Video by The Cranberries
- Released: 2 January 2001
- Recorded: 9 December 1999
- Venue: Palais Omnisports de Paris-Bercy
- Genre: Rock
- Length: 84 minutes
- Label: Image Entertainment
- Director: Maurice Linnane
- Producer: Ned O'Hanlon

The Cranberries video chronology
| Live (1994) | Beneath the Skin – Live in Paris (2001) | Stars: The Best of Videos 1992–2002 (2002) |

= Beneath the Skin – Live in Paris =

2001 live album by the Cranberries

Beneath the Skin – Live in Paris is a concert video by Irish rock band The Cranberries from their "Bury the Hatchet" tour. Recorded on 9 December 1999 at the Palais Omnisports de Paris-Bercy on the band's stop in Paris, France, it was released on DVD in January 2001.

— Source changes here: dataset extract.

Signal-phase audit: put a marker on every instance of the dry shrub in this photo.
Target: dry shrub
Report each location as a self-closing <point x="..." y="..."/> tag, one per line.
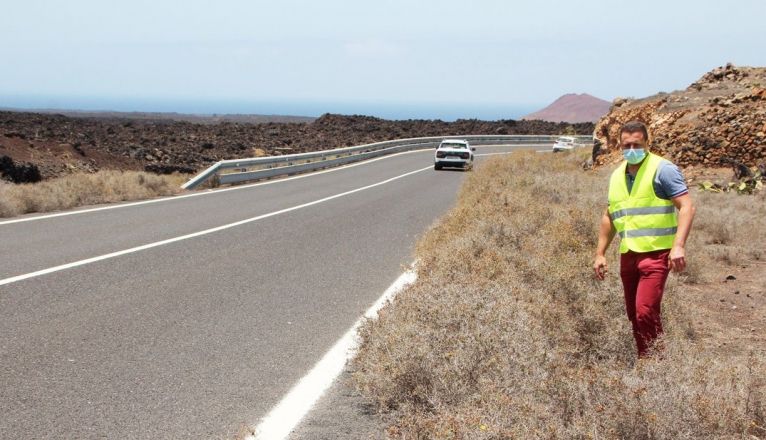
<point x="507" y="335"/>
<point x="85" y="189"/>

The DVD includes documentaries of the band and technicians, promotional videos for the singles from Bury the Hatchet ("Promises", "Animal Instinct", and "Just My Imagination") and live performances of "How" (1993), "Yesterday's Gone" (MTV Unplugged, 1995), "Hollywood" (1996) and "Saving Grace" (1999).

The DVD features the concert in Dolby Digital Stereo and Dolby Digital DTS 5.1 audio formats.

Professional ratings
Review scores
| Source | Rating |
| Allmusic | Star |

==Track listing==
1. "Promises"
2. "Animal Instinct"
3. "Loud and Clear"
4. "Ode to My Family"
5. "The Icicle Melts"
6. "Linger"
7. "Wanted"
8. "Salvation"
9. "Desperate Andy"
10. "Go Your Own Way" (Fleetwood Mac cover)
11. "Pretty"
12. "When You're Gone"
13. "I Can't Be With You"
14. "Waltzing Back"
15. "Free to Decide"
16. "Zombie"
17. "Ridiculous Thoughts"
18. "Dying in the Sun"
19. "You and Me"
20. "Just My Imagination"
21. "Delilah"
22. "Dreams"

== Chart performance ==
In 2001, Beneath the Skin – Live in Paris peaked at number 2 in the Netherlands.